В возрасте тридцати лет он отправляется в Милан в надежде получить заказ от правящего там герцога Лодовико Сфорца. Здесь Леонардо вплотную занялся самообразованием: читал, дискутировал, наблюдал и бесконечно записывал свои вопросы и находки в записные книжки. Он изучал анатомию, инженерное дело и оптику, а также поэзию, музыку и гастрономию (Леонардо был прославленным кулинаром), постепенно формируя собственный багаж знаний, хоть и не всегда отвечавший высоким стандартам, но направленный к одной честолюбивой цели — понять абсолютно всё. Может показаться странным, что конечным итогом этого понимания становились живописные картины, но надо помнить, что основой науки да Винчи всегда было одно — долгое, пристальное наблюдение.
«L’occhio che si dice finestra dell’anima
Один из заказов миланского герцога позволил Леонардо показать свою изобретательность в полную силу. Примерно в середине 1490-х годов его попросили расписать стену трапезной одного из миланских монастырей.

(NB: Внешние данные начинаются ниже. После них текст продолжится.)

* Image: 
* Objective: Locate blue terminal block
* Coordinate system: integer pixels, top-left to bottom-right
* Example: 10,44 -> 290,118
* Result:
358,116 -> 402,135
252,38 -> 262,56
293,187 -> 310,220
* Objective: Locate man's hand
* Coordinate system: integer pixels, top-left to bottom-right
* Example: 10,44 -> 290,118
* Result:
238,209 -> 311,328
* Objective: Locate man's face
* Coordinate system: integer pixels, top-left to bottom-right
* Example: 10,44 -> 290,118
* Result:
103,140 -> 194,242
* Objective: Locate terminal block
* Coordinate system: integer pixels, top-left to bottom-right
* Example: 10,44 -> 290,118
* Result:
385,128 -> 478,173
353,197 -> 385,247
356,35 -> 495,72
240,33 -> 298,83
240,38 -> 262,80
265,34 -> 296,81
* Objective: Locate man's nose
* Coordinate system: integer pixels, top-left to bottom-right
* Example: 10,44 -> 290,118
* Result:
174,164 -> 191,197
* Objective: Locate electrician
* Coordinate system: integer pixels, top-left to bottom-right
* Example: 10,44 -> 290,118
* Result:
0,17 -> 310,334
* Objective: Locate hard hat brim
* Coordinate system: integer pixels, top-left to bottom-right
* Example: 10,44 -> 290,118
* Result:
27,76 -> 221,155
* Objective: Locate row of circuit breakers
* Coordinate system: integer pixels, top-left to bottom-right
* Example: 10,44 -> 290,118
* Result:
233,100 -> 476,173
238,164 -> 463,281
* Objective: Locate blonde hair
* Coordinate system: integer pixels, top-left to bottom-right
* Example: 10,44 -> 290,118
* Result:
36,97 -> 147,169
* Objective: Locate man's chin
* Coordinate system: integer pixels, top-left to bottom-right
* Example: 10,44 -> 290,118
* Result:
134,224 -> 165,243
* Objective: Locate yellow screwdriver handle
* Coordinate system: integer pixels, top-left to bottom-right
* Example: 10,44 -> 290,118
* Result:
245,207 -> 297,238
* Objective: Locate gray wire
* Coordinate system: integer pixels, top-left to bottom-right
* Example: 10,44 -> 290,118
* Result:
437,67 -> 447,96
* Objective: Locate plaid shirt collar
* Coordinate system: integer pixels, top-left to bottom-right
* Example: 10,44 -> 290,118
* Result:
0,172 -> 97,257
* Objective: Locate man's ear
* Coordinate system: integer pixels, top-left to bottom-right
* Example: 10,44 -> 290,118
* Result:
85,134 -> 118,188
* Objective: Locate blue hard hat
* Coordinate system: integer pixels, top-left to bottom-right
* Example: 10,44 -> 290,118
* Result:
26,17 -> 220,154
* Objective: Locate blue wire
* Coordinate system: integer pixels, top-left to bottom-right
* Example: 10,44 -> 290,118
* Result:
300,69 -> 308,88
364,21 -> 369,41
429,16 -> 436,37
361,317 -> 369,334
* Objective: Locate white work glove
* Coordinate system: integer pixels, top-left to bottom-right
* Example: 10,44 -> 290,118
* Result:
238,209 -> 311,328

Сюжет позволил художнику проявить всю смелость своего воображения: сцена Тайной вечери — последнего перед распятием совместного ужина Христа с его учениками, во время которого Христос предсказывает, что один из них его предаст, а другой отречется от него. Леонардо изображает момент, когда Иисус раскрывает предательство Иуды, повергая в шок собравшихся апостолов, которые в одном порыве являют целую драму жестов и выражений лиц[347]
. Картина была настолько поразительной и реалистичной, что монахи, сидя на своих скамьях, наверняка не скрывали удивления, когда с нее сняли покрывало: сама трапезная, казалось, расширилась, став частью воображаемого мира[348]. Уходящие вдаль линии перспективы фокусируют наш взгляд на голове Христа — точке спокойствия, вокруг которой разворачивается действие. Художник проявил изобретательность не только в композиции, но и в технике живописи — быть может, даже излишне. Он придумал писать масляной краской прямо по стене (вместо настоящей фресковой техники, применявшейся Мазаччо и другими), — однако вскоре картина начала разрушаться, так что последующим поколениям осталось лишь догадываться о том, как выглядел оригинал под слоями множественных реставраций.Более ясное представление о силе наблюдательности Леонардо можно составить по портретам, написанным им в Милане. На одном из них изображена молодая женщина по имени Чечилия Галлерани, которая оказалась, не совсем случайно, любовницей покровителя Леонардо, герцога Сфорца. Сеточка для волос, обтягивающая голову, пряди, обрамляющие лицо, черные стеклярусные бусы, бархатное платье с вышивкой и едва различимая золотая вуаль придают облику Чечилии уверенность, не свойственную ее пятнадцатилетнему возрасту. Ее вопросительный взгляд устремлен влево, за пределы картины, как будто она услышала какую-то удивительную новость. Художник передает ее ясный и пристальный взгляд, изящество и силу ее руки, которой она держит горностая, словно это музыкальный инструмент. Горностай изображен одновременно формализированно, как элемент геральдики (вроде тех животных, которых писал Пизанелло), и совершенно естественно: его гладкая шерстка покрывает теплое, живое тельце. Это сродство человека и животного лучится жизнью и разумом, как ни одна картина, написанная прежде[349]
.Портрет Чечилии как образ знания и красоты стал еще и пророчеством. Сбежав от герцогских ласк, Чечилия стала успешной поэтессой и играла видную роль в жизни Милана. Ее побег был еще большей удачей, если учесть, что всего через десять лет Милан сдался французам, и герцог со всем его двором отправился в изгнание. Да Винчи, как и другим придворным художникам (в том числе его другу, архитектору Донато Браманте), также пришлось уехать. Если бы Леонардо больше интересовался древнеримской скульптурой и архитектурой, он бы, несомненно, поехал вместе с Браманте в Рим (это напоминало бы поездку Брунеллески и Донателло столетием ранее). Обоим художникам было известно, что только там можно изучить классический стиль прошлого.
Браманте прославился в Милане своей величественной архитектурой, вдохновленной Римом. Как и его предшественники Альберти и Брунеллески, он целыми днями, неделями и месяцами изучал, измерял и рисовал римские постройки, собирая информацию для собственных архитектурных проектов. Он даже написал путеводитель по развалинам Рима, посвященный его «сердечному, дорогому и милейшему коллеге» Леонардо да Винчи[350]
. Титульный лист украшало ксилографическое изображение фигуры человека с акцентированной анатомией, делающего зарисовки среди руин — идеальный символ аналитического духа, очарования человеческим телом и древней архитектурой, — тем, что увлекало в Милане обоих художников.